Certainly! Thinking about it, most of the urban fantasy stuff is quite closely intertwined with horror in one way or another, though I guess that's partly the nature of the beast. If you don't mind vampires and that sort of thing too much (I know there's been rather a glut of that sort of stuff lately) there's an extremely good, and very clever UK miniseries called Ultraviolet (no relationship whatsoever to the film starring Milla Jovovich) featuring pre-fame Jack Davenport and Idris Elba that I always recommend. There was also a TV series from 1996 based on the tabletop game Vampire: The Masquerade called Kindred: The Embraced that's not too bad, though it died after 8 episodes. There's also a Canadian TV series about a vampire detective called Forever Knight that's quite fun. All these are firmly pre-Twilight/True Blood. Also in a more gothic horror mode you've got Penny Dreadful, which is currently airing, one of the more successful takes on the 'every single public domain character from Victorian sensation fiction walks into a bar' genre (think Van Helsing, League of Extraordinary Gentlemen and so on) and classic stuff like Kolchak: The Night Stalker. And of course there's Carnivàle, which doesn't really fit in anywhere but definitely deserves a watch. There was a glut of quite interesting fantasy, horror and 'science-fantasy' sort of shows (in that sort of weird fiction vein) produced in the UK in the late 60's and 70's that built off the popularity of Dr Who that are worth looking at, despite most being ostensibly for children. The Owl Service and Children of the Stones are both very good, and Ace of Wands isn't too bad. The Moon Stallion is supposed to be in a similiar vein but is difficult to track down, and I've not seen it. Sapphire and Steel is ostensibly science fiction, but it's not got that much science going on.

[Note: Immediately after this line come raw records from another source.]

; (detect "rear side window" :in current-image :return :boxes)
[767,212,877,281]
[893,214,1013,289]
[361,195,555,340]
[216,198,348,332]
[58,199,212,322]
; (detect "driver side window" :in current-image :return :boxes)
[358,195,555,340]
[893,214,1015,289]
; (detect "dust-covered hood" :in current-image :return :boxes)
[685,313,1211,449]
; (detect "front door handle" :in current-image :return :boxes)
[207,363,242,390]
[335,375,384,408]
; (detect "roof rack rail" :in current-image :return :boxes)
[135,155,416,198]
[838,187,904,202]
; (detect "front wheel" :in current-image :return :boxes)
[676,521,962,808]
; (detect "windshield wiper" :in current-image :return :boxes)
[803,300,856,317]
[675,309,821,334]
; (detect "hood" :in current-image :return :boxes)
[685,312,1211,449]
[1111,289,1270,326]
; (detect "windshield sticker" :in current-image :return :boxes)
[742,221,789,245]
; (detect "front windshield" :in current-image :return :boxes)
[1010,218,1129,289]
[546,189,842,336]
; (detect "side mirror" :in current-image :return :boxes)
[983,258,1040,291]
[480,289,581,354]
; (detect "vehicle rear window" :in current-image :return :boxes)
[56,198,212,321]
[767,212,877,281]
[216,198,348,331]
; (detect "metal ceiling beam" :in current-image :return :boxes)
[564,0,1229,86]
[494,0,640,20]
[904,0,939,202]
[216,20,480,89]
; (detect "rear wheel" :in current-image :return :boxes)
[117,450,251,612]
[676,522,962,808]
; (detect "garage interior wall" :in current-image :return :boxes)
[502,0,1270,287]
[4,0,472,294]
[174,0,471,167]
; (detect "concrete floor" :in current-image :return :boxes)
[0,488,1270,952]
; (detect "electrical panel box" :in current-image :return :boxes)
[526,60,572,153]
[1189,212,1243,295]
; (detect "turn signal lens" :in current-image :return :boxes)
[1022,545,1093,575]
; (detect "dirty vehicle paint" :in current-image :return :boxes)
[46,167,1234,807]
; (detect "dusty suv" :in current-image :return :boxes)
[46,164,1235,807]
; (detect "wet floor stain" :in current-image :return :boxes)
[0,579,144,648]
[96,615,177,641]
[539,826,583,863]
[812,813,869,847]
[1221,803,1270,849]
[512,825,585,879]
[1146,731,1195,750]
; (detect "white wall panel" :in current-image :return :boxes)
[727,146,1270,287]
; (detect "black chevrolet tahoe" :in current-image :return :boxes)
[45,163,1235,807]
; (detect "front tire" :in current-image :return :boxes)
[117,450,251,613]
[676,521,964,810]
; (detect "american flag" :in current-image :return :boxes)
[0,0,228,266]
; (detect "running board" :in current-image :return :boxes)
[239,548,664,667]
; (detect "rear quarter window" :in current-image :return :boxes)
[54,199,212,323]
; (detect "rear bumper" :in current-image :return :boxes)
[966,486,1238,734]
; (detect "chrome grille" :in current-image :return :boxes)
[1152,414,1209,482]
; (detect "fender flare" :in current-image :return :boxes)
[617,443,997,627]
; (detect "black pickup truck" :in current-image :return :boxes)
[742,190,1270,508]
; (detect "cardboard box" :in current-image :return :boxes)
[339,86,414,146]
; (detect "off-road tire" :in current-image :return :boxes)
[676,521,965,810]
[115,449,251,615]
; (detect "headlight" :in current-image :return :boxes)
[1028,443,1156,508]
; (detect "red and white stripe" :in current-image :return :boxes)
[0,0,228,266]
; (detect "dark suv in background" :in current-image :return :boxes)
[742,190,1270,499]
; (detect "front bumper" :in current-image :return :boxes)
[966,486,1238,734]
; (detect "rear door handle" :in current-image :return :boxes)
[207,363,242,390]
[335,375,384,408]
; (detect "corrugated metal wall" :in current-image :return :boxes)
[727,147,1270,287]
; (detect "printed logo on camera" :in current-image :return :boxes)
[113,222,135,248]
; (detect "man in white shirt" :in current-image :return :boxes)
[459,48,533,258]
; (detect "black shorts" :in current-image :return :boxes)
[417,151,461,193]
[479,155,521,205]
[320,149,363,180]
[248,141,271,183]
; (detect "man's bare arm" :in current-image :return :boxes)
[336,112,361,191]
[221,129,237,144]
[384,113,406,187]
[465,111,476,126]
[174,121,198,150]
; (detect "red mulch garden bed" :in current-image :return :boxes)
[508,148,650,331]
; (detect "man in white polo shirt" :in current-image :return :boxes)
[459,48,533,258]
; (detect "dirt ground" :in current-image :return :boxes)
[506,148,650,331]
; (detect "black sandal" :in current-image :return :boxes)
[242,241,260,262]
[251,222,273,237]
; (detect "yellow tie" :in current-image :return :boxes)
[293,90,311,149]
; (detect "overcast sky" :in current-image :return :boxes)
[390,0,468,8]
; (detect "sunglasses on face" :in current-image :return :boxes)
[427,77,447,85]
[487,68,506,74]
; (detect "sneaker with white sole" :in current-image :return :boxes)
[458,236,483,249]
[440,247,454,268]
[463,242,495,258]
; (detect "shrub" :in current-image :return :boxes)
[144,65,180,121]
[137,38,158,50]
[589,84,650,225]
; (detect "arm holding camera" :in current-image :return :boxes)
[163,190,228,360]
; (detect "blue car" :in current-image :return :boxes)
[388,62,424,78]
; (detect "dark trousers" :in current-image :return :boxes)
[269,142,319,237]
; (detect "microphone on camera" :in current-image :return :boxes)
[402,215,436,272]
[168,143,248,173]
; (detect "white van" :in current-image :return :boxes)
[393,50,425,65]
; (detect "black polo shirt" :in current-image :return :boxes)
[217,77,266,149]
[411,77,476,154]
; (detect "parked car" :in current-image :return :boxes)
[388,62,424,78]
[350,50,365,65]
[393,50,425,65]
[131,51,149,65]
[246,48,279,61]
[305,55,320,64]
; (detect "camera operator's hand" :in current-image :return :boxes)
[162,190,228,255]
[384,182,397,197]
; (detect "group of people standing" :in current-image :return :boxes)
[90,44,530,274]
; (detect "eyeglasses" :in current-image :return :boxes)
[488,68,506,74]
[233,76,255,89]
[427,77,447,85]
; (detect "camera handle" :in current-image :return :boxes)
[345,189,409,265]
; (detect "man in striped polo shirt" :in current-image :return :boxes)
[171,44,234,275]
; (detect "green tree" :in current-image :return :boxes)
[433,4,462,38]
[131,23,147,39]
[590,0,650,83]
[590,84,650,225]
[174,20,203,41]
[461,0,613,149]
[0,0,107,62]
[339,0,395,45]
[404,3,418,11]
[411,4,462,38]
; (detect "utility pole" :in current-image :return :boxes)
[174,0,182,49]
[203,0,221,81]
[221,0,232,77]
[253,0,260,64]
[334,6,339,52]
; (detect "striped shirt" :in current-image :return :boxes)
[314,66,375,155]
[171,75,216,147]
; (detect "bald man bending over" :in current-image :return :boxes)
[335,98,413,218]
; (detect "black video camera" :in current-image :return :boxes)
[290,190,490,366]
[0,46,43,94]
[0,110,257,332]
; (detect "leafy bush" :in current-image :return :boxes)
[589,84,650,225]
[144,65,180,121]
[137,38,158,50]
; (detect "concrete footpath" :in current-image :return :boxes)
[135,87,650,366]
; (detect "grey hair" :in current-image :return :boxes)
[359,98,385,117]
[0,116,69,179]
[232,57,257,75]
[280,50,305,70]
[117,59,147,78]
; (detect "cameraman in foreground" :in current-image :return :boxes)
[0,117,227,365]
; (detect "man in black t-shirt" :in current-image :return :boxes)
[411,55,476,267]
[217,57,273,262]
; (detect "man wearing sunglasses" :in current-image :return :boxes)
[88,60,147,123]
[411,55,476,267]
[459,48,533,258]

There's a lot of older Japanese and Chinese films dealing with martial arts and Samurai sort of stuff that might suit as well, come to think of it? Not quite sure where to begin recommending there, except perhaps obvious stuff (like 'everything by Akira Kurosawa').

In a somewhat different vein, the four-part BBC adaptation of Gormenghast is excellent, with a cast that reads like a laundry list of great British actors (Just look at it) and I think it's great, though I'm a huge fan of the novels so I don't know what effect that might have.